The crucial variation found in the maxillary first molars is the presence of 54 percent chances of the second mesiobuccal canal (Hess 1925). This number seems to vary in the range of 70 to 80 percent (Hartwell and Bellizzi), 56.8 percent incidence of two canals (Cleghorn et al 2006), and a 95 percent chance by (Studebaker B et al 2017). In vivo studies typically report a lower frequency of two canals in the mesiobuccal root because of the clinician’s inability to manipulate the tooth in hand and inconsistency of obturating all root canals leading to high failure rates in endodontic treatment. 6, 15, 16, 17
Root canals are formed due to the secondary dentin apposition that occurs during tooth maturation. This results in dentinal vertical partitions inside the root canal cavity. A third root canal may also be created inside the root canal cavity of maxillary molars by this process. Chances of a second MB, extra DB, and an additional palatal canals occurrence are very sleek yet the possibility should never be ignored and thorough negotiation of the root canal floor has to be done for the ultimate success of the endodontic therapy. Guided troughing under high magnification enables the location of these extra root canals. The diameter of such extra canals is usually smaller than that of the other two. The third mesial canal is defined as being independent when a distinct coronal orifice and apical foramen are observed 18 and defined as being confluent when converging into one of the other two main canals and terminating at a common apical foramen. 19 Oftentimes, due to thin dentinal structure apposed between the root canal chambers, a coalition of confluent canals into a single canal is possible during the biomechanical preparation of root canals which happened in the present case.
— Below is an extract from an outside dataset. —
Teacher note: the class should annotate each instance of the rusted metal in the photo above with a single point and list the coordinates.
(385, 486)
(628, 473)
Over the years, numerous root canal configurations have been identified resulting in the proposal of numerous classifications and their modifications. Depending upon the configuration, root canal may exit apically through one or more than one apical foramen. Kottor J et al (2010) presented a case with an MB1, MB2, MB3, DB1, DB2, MP, DP canals which is similar to the present seven canal morphology of maxillary first molar. Although preoperative CBCT evaluation was not done in this case, in the post obturation CBCT presence of seven root canal orifices can be precisely appreciated. Furthermore, this case shows 3-1 configuration in the mesiobuccal root which is classified as type1 anatomy according to Gulabivala, and type XVIII anatomy according to Sert S and Bayirli GS which was an extension to Vertucci classification 20 (Table 2). Adding further, a Vertucci type II classification was evident in the distal and palatal canals. The pulp space separates into three and joins in its course into one. In this present case, CBCT radiograph post obturation shows three apical foramina with seven orifices.
Conclusion
A thorough root canal floor inspection following access cavity preparation aided with a magnifying microscope or loupes can ease up the errors encountered due to aberrant canals. Chances of missing root canals can be eliminated when laws are followed meticulously in parallel with magnification. Therefore, the clinician has to consider this step with paramount importance while doing routine root canal therapy.